The soil in each cru plays a crucial role in developing the grapes and, ultimately, the cognac produced.
For example, the chalk soils in Grande Champagne and Petite Champagne provide the ideal growing conditions for the grapes and contribute to the distinct character of the cognac produced in these areas.
Everything to the east of the department is characterized by soils of impermeable crystalline rocks, sometimes covered with red clays, which are geographically and geologically located in Limousin.
The cognac climate & meteorology
The department of Charente has an oceanic climate of the Aquitaine, from Cognac to Angoulême, which changes towards the east into a degraded oceanic climate.
Mild temperatures and a high degree of humidity characterize the climate in the Cognac region.

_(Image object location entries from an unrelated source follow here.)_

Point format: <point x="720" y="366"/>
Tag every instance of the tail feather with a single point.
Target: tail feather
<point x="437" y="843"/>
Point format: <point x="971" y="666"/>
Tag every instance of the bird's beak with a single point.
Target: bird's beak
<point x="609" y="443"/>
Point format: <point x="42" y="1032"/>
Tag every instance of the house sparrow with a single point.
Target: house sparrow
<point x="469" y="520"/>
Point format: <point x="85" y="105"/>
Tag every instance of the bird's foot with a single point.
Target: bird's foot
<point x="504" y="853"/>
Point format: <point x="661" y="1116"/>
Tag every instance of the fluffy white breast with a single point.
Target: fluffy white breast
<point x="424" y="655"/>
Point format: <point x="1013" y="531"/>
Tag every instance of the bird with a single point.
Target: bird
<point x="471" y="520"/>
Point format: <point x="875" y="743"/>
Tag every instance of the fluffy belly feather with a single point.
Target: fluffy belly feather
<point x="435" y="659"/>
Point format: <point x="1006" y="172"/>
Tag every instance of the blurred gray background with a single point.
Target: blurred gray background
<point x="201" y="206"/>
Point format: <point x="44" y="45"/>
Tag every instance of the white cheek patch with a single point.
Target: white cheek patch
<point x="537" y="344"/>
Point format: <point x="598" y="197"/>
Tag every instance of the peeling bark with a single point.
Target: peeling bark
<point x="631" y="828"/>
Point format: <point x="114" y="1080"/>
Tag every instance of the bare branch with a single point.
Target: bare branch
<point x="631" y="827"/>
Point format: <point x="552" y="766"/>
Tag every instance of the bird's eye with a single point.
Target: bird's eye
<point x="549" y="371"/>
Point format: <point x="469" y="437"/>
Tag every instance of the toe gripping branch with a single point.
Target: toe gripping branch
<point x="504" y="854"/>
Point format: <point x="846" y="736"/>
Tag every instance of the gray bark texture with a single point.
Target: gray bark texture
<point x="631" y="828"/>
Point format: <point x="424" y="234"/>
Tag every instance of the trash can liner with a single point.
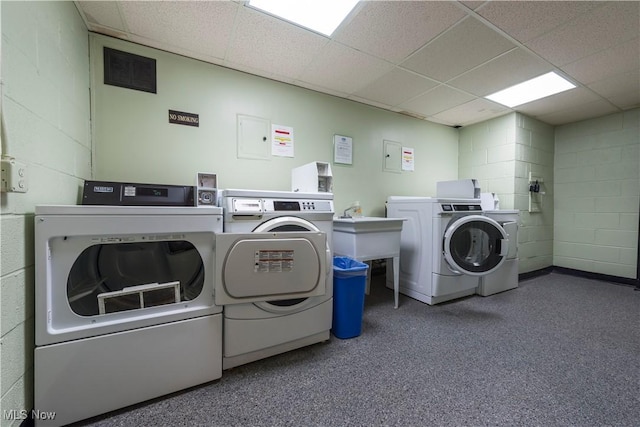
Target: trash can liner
<point x="347" y="267"/>
<point x="349" y="282"/>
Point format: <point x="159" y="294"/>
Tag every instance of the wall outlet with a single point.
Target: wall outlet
<point x="14" y="176"/>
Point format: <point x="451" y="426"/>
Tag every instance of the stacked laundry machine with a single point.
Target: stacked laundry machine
<point x="124" y="306"/>
<point x="274" y="272"/>
<point x="449" y="247"/>
<point x="142" y="291"/>
<point x="506" y="277"/>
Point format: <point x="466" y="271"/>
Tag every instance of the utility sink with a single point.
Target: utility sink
<point x="367" y="237"/>
<point x="366" y="224"/>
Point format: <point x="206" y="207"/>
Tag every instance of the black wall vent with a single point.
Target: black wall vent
<point x="128" y="70"/>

The Atlantic Ocean influences the region, leading to a relatively mild winter and a moderate summer.
The region also receives a significant amount of rainfall, which is crucial for the growth of the grapes.
The meteorology of the Cognac region is closely monitored, as the weather can significantly impact the grapes and the quality of the cognac produced. The grapes harvest usually takes place in September and October, and the weather during this period can greatly influence the quality of the grapes and, ultimately, the cognac.
Well, now we’ve taken a tour through the six different terroirs of the Cognac region, and let me tell you, it’s been quite the journey.
As you can see, each terroir has its distinct personality, translating into an endless variety of flavors, aromas, and complexity.
Sure, the Grande Champagne and Petite Champagne cognacs will always hold a special place in our hearts but don’t underestimate the magic that can be found in exploring the other cognac terroirs.
So why not take a chance and try something new? You never know what kind of delicious surprises you might uncover.
With each cognac sip, you’ll be expanding your knowledge and your palate, and that’s a beautiful thing.
Cheers to trying new things and embracing all the wonderful variety the world of cognac offers!